Milagre ou talvez não, durante a madrugada o suposto defunto veio a si, libertou-se das amarras que lhe tolhiam os movimentos, abriu a porta, atravessou a rua larga e foi direito à taberna do Alcácer com o sentido numa cachaça. Nesse tempo, as tabernas abriam cedo, já que muita gente trabalhava de sol a sol.
Agora, imagine-se o ar incrédulo e apavorado do taberneiro, que já saia da “morte” do freguês e viu entrar porta adentro, a desoras, aquele vulto espectral!
Disse-nos o amigo Urias que, durante muito tempo, o dono da taberna não queria ouvir falar no Zé Roque. Nem pensar!

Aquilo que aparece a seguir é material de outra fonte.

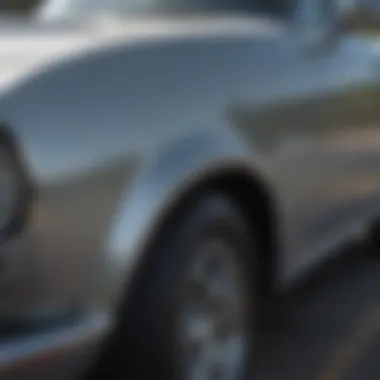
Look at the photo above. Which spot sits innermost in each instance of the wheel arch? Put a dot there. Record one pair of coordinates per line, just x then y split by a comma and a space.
253, 198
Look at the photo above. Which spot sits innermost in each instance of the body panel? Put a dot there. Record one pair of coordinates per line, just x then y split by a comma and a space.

Esta e outras histórias do género não têm por objectivo apoucar seja quem for. É antes, uma forma de dizer que todas estas pessoas estão bem vivas na nossa lembrança e que nem só de figuras ilustres se compõe a vida das comunidades. Também cabe no livro das recordações as pessoas simples, as coisas triviais que fazem parte do nosso imaginário. Não se trata de nostalgia, mas de mmória.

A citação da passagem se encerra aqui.